Da quando la Corte di Cassazione ha giudicato che le cure a un ospite malato di Alzheimer devono essere gratuite, le Rsa rischiano il dissesto finanziario. Secondo la Cassazione il servizio che ricevono gli ospiti è soprattutto sanitario e ciò ne giustificherebbe la gratuità.
Migliaia di famiglie potrebbero ora rivolgersi al giudice per avere la restituzione dei soldi spesi per ricoverare il proprio parente. Uneba, che rappresenta le Rsa italiane, ha scritto ai ministri della Salute, per la Disabilità, delle Finanze, della Giustizia e ai presidenti delle Regioni competenti in materia di sanità o sociale.
La lettera ricorda che è la legge e sono i Livelli essenziali di assistenza che fissano un sistema di compartecipazione dei costi al 50% tra utente e Servizio sanitario nazionale per i servizi sociosanitari per anziani non autosufficienti in lungoassistenza, e il rispetto di tale normativa è una delle condizioni che permettono l’accreditamento delle strutture.

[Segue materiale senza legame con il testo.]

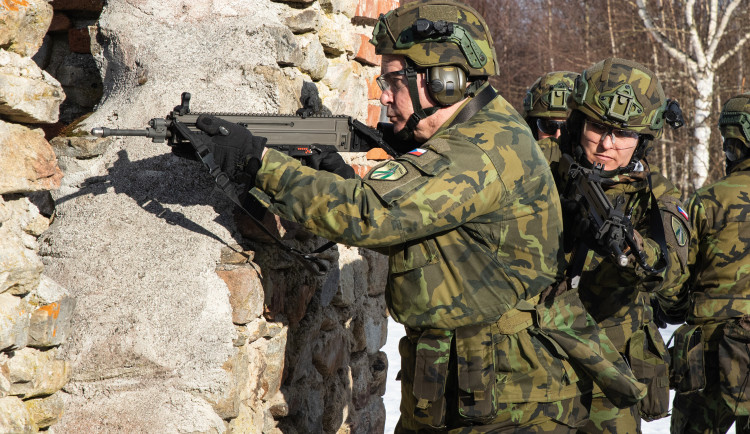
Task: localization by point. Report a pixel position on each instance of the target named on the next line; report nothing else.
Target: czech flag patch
(683, 213)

Il problema nasce quanto la malattia di Alzheimer è accertata durante il ricovero in RSA, dopo il primo ingresso. In tal caso, la legge prevede che tutte le cure gli siano erogate gratuitamente dal Servizio sanitario nazionale. Per questo i giudici della Cassazione stanno condannando le Rsa a restituire le rette percepite negli anni scorsi.
In realtà, fa notare Uneba, a pagare per questo equivoco interpretativo della norma sono le RSA accreditate e non il Ssn erogato tramite le Regioni. Per questa tipologia di malati la normativa dei LEA - Livelli essenziali di assistenza - prevede che il Ssn eroghi solo il 50% dei costi.